Imagine Growth

Pre-mortem: could the victim die from too many sales?

Posted by: Mike Nathan | Posted on: March 15th, 2013 | 0 Comments

Confession:  As a sales executive over the past decade, I can say my preference is to have sales reps be action-orientated for the style and culture I have created within organizations.  It is more a “sales DNA” I am more looking for within a person.  I can’t teach a sense of urgency or give incentive for courage.  We all know business development professionals who suffer from “paralysis by over-analysis”.  They will be reluctant to engage any prospect or client without knowing absolutely everything about the situation.  This behavior is counter-productive for every meeting/interaction.  Do not mistake preparation for productivity.

With all of that being said, the need to be prepared for a business professional is critical.  I have heard it said that the keys to success are to: Show up, show up early, and show up prepared.  Seems appropriate for this conversation.  The idea of preparation plays an important role in closing or winning the business.  If you do all the hard work up front, closing for the business should be easy.  Well, the “hard work up front” is the preparation.

Preparation is not just an outward looking function.  Information in any sales process is king, especially in today’s insightful/challenger selling environment.  To know something of your prospect is good, but be careful not to lose sight of the big picture as you try to memorize the prospect’s mission statement and recall the founder’s hometown.  Preparation should also be knowing what you are doing do there.  What are you trying to accomplish…are you trying to find out the decision maker’s name or are you conducting a needs analysis?  Do you know exactly what to do or say to accomplish your goal?

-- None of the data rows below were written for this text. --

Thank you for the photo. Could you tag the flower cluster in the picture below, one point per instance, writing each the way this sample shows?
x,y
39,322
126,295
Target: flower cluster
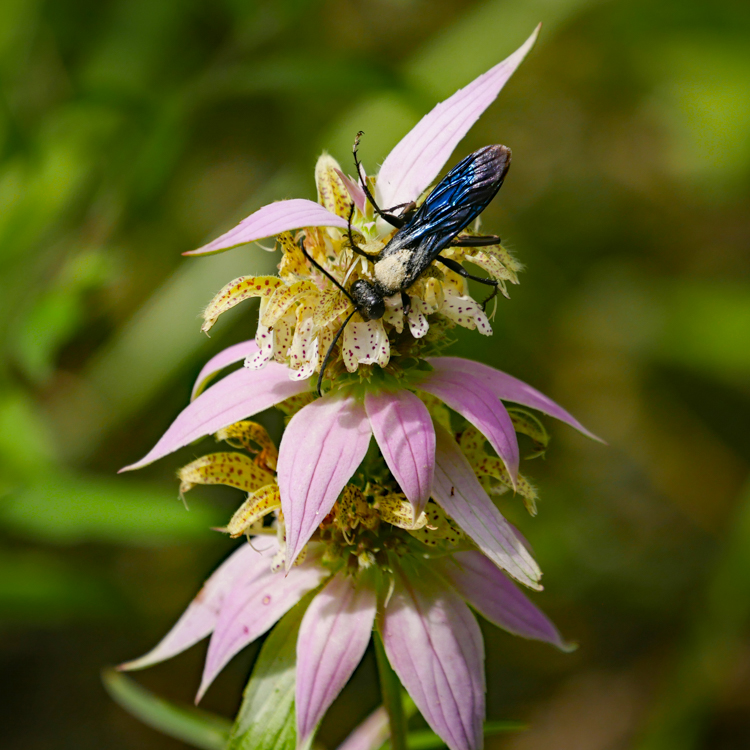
x,y
403,539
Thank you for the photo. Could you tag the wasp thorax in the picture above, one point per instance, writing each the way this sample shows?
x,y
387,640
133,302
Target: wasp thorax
x,y
368,301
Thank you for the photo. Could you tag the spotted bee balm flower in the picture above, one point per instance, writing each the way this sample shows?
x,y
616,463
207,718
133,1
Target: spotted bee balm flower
x,y
405,539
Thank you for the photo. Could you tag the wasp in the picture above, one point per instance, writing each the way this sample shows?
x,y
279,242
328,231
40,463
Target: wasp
x,y
422,233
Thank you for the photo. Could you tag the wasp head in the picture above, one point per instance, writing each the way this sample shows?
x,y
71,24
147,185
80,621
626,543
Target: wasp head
x,y
368,301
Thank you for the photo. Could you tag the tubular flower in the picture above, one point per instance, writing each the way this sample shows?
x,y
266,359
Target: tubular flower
x,y
374,562
403,539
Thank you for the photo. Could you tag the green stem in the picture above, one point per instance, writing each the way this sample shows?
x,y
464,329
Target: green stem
x,y
390,689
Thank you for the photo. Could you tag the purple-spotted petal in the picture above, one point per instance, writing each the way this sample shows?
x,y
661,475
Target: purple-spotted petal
x,y
320,450
403,428
457,490
237,396
488,590
255,603
229,356
435,647
370,734
333,636
508,388
199,619
420,155
473,399
271,220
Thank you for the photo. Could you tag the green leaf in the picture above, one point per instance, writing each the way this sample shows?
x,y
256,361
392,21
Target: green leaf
x,y
191,725
68,509
266,720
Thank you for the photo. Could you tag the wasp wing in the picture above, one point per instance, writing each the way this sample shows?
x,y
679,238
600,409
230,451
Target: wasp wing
x,y
455,202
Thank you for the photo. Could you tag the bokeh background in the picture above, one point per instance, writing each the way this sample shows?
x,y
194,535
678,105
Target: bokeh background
x,y
133,130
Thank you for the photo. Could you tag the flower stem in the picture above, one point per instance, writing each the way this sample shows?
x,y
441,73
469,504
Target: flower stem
x,y
390,689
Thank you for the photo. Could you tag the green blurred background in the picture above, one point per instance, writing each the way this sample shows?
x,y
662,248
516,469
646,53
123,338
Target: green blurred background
x,y
133,130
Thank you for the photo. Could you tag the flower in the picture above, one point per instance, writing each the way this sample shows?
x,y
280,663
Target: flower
x,y
300,311
327,439
370,564
406,540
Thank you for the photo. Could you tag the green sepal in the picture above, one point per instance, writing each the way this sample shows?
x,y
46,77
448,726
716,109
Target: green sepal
x,y
426,740
266,719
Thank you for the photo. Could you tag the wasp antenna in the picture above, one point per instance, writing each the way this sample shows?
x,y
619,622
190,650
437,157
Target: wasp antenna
x,y
394,221
354,246
323,271
330,350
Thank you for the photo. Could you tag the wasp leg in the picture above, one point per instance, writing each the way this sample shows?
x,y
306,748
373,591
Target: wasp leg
x,y
461,271
323,271
476,241
392,219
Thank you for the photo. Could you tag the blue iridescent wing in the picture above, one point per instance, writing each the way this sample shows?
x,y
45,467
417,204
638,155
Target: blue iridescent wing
x,y
456,201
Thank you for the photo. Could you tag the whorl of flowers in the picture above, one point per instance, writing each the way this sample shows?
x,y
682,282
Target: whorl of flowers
x,y
403,539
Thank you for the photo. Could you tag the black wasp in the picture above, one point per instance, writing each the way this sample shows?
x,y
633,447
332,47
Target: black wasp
x,y
423,233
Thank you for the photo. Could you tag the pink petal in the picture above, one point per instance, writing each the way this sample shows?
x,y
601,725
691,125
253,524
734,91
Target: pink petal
x,y
200,617
457,490
223,359
370,734
435,647
421,154
486,588
403,428
355,191
272,220
332,640
237,396
508,388
321,448
473,399
255,603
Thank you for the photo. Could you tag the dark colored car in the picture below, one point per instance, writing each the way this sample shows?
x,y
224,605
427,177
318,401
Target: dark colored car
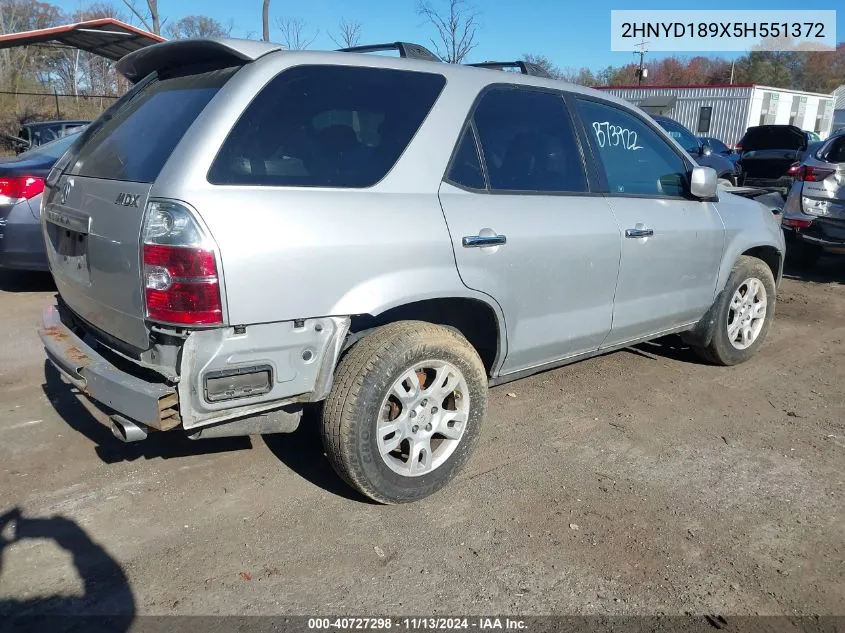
x,y
21,183
701,152
768,152
34,134
814,215
720,148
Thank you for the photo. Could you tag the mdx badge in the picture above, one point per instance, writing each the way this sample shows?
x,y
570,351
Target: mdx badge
x,y
127,199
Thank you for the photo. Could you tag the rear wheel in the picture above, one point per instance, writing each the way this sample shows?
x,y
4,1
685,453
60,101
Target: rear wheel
x,y
405,411
744,312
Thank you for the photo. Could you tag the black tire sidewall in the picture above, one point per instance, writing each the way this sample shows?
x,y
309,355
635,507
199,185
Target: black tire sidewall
x,y
390,485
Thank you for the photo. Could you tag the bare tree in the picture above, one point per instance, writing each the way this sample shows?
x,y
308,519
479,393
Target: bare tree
x,y
293,34
196,26
456,27
147,14
349,34
265,20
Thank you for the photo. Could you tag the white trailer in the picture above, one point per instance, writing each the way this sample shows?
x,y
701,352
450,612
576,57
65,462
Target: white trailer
x,y
726,111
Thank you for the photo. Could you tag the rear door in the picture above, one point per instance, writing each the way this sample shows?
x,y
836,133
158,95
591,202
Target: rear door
x,y
526,230
671,244
93,212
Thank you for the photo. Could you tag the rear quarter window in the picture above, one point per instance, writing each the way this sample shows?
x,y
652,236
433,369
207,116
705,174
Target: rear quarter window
x,y
326,126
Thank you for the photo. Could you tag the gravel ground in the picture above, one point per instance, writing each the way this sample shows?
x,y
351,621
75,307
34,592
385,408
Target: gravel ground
x,y
641,482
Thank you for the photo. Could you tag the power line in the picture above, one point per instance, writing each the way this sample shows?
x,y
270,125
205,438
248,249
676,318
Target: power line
x,y
642,71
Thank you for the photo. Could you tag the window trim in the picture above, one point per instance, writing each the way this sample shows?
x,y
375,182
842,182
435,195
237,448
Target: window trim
x,y
590,175
655,127
468,125
398,160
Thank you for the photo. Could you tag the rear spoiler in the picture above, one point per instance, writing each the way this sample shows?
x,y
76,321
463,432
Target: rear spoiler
x,y
167,55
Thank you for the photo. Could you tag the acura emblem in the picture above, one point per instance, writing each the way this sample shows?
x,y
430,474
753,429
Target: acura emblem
x,y
66,190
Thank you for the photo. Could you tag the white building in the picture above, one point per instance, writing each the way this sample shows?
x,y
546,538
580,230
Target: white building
x,y
839,108
725,112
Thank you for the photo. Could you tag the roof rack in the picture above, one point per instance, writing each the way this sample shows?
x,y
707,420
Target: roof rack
x,y
526,68
406,49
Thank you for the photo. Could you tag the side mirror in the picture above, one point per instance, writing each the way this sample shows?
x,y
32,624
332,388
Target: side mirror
x,y
703,182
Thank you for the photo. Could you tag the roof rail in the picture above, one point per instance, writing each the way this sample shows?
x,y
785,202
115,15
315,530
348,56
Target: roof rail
x,y
406,49
526,68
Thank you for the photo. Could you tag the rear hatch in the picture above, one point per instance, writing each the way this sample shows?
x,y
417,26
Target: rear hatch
x,y
769,150
94,204
823,190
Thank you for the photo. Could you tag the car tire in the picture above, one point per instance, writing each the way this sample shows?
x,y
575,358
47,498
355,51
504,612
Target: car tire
x,y
738,330
396,424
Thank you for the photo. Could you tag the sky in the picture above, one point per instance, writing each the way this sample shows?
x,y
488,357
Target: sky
x,y
571,34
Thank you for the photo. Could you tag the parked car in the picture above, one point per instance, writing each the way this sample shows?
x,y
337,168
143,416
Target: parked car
x,y
768,151
251,230
814,215
32,135
21,185
701,152
719,148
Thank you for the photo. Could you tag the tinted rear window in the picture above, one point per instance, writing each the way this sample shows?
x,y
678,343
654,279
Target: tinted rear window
x,y
326,126
138,140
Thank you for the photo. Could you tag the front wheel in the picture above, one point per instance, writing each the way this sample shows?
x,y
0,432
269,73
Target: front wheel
x,y
743,313
405,411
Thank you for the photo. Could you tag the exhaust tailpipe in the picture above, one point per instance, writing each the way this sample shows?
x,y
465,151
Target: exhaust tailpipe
x,y
126,430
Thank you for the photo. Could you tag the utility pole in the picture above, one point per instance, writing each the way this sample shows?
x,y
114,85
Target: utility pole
x,y
642,71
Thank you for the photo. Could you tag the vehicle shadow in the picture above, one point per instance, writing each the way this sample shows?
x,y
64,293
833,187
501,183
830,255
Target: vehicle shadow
x,y
302,452
107,602
829,269
24,281
66,401
671,347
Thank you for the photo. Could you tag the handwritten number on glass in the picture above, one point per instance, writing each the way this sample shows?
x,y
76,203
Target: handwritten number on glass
x,y
609,135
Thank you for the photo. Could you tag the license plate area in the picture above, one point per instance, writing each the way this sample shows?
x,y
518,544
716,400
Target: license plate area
x,y
70,253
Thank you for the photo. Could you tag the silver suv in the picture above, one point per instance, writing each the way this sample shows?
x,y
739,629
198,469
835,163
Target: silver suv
x,y
250,230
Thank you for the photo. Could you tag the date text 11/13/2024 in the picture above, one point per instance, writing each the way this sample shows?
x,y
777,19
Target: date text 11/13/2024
x,y
417,624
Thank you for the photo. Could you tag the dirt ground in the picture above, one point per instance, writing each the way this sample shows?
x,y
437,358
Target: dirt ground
x,y
641,482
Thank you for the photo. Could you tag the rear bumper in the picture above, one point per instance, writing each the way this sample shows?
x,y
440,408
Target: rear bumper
x,y
152,404
820,234
300,357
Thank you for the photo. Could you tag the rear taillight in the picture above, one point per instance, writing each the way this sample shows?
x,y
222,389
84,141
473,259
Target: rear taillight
x,y
181,282
809,173
16,188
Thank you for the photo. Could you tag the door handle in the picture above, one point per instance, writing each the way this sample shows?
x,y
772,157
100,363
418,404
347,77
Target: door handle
x,y
639,232
480,241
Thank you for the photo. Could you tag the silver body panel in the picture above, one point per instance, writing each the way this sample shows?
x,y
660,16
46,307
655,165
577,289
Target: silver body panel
x,y
567,283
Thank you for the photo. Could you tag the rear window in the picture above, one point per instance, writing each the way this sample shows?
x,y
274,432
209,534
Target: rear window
x,y
135,143
326,126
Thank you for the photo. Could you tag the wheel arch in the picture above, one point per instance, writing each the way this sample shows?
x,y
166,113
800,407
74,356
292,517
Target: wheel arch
x,y
480,321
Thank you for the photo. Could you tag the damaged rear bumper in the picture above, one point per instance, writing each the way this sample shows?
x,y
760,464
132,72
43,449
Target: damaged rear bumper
x,y
152,404
298,357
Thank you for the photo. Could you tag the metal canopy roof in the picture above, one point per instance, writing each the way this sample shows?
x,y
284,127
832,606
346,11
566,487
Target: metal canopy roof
x,y
107,37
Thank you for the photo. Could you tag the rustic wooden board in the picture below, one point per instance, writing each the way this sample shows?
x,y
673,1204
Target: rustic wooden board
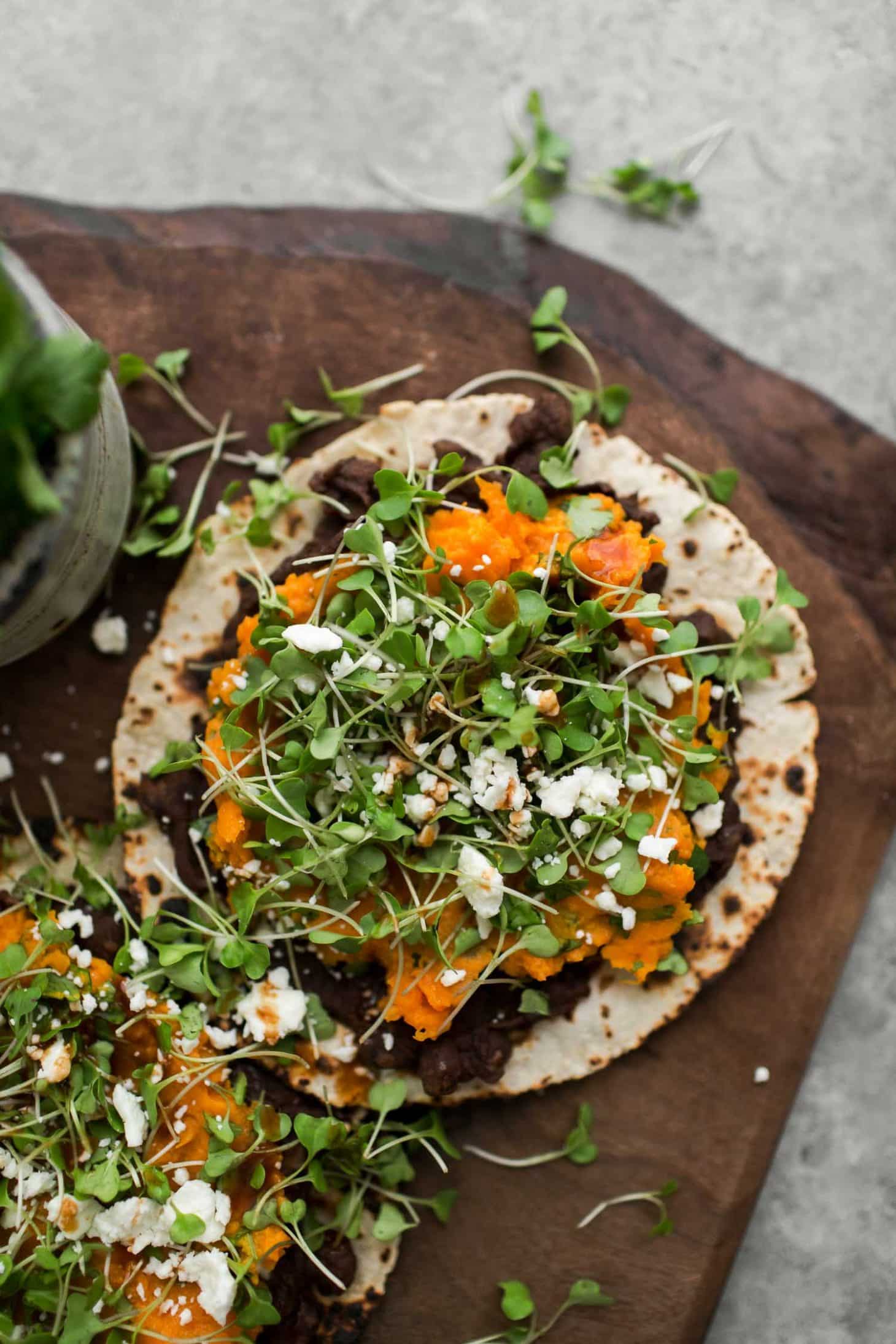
x,y
265,296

PREPARTION can be to know and to be ready to answer:

  1. What is your goal for the meeting/call?
  2. Who are you meeting with? Title? Function?
  3. What does this company do? How? Differentiation? Successful?
  4. Why am I meeting with them?
  5. What can I/my company offer?
  6. What am I going to do if…? ***See pre-mortem
  7. What are the next steps in likely scenarios?

Let’s discuss an important tool or exercise in preparing for any business development meeting or call.  It is called the pre-mortem.  This is the opposite of the more familiar term, postmortem.  A postmortem is an examination of what killed a person after the fact.  A pre-mortem is an examination of all that could go wrong before the fact.  A pre-mortem will list out the things that could go wrong/objections (however unlikely or likely) and possible solutions or actions to take in that event.  Here is a quick and simple example of a pre-mortem.

Task: Call for sales appointment

Pre-mortem: 1. Phone does not work 2. Contact’s name is wrong 3. I get hung up on 4. They ask me of price over the phone

Solutions: 1. Use a different phone 2. Ask for the title (not Jon Doe) 3. Call back immediately…and apologize “for getting disconnected, but what I was saying was…” 4. Respond by asking if they will buy TODAY/RIGHT NOW if you have the best price (call their bluff)…if they will buy TODAY/RIGHT NOW…either a.) Know your best price or b.) Insist you don’t know enough to responsibly guess.

You get the idea.  A pre-mortem could be on a presentation or a proposal review…you name it.  The sales team can create their own “what could go wrongs” and answer them according to the organization and industry.  When a business development team is confident in knowing exactly what to do/say in all activities, the results will take off.  A sales team that acts without the FEAR of cold calls, big presentations, tough negotiations will rocket an organization to the next stage.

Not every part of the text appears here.